Is there another way to specify a Unicode code point other than as a string literal? And why are the two expressions L"\u4e09" and wcsarr not producing the same result in this context...

#define _XOPEN_SOURCE_EXTENDED 1
#include <curses.h>
#include <stdio.h>
#include <stdlib.h>
#include <locale.h>
#include <wchar.h>
#include <time.h>

int main() {
  setlocale(LC_ALL, "");
  cchar_t kanji;
  wchar_t wcsarr[7];

  wcsarr[0] = L'\\';
  wcsarr[1] = L'u';
  wcsarr[2] = L'4';
  wcsarr[3] = L'e';
  wcsarr[4] = L'0';
  wcsarr[5] = L'9';
  wcsarr[6] = L'\0';

  initscr();

  setcchar(&kanji, wcsarr, WA_NORMAL, 5, NULL);
  addstr("Code point entered as an array string: ");
  add_wch(&kanji);
  addstr("\n");

  setcchar(&kanji, L"\u4e09", WA_NORMAL, 5, NULL);
  addstr("Code point entered as a string literal: ");
  add_wch(&kanji);
  addstr("\n");
  
  refresh();
  getch();
  endwin();

  return EXIT_SUCCESS;
}

Solution

  • An array containing the six characters \u4e09 is an array containing six characters, just as an array containing a backslash followed by an n is an array of two characters, not a newline. The compiler converts escape sequence in literals. Nothing (except what you yourself write) does anything to character arrays.

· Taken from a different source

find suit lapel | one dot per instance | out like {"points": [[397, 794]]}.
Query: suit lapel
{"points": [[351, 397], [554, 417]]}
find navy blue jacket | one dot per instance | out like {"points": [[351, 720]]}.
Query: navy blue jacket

    So your array wcsarr is not a single wide character. It's a (null-terminated) wide string using six wchar_t values to encode six ascii characters. setcchar requires that its second argument contain only one spacing character (possibly followed by several non-spacing combining characters), and your program does not conform to this specification.

    You could do something like this:

    wchar_t wcsarr[] = {0, 0};
    wcsarr[0] = L'\u4e09`;
    

    If you knew that your locale used Unicode code points as wide character codes, you could write:

    wcsarr[0] = 0x4e09;
    

    since wchar_t, like char, is an integer type. That's occasionally useful if you need to compute a character code (such as non-latin digits), but normally it's considered better style to use wide character literals.

    If you really need to decode a character string containing an escape sequence, you'll need to verify that the syntax is correct and then use something like strtol with the base parameter set to 16. Note, however, that strtol does not have any mechanism to restrict its argument to exactly four digits, so if the escape sequence appears in text where it might be followed by what looks like a hexadecimal digit, you will have to somehow extract it. Either copy it to a temporary buffer, or null-terminate it if the character string can be modified. Or you could write your own hexadecimal decoder; it's not hard.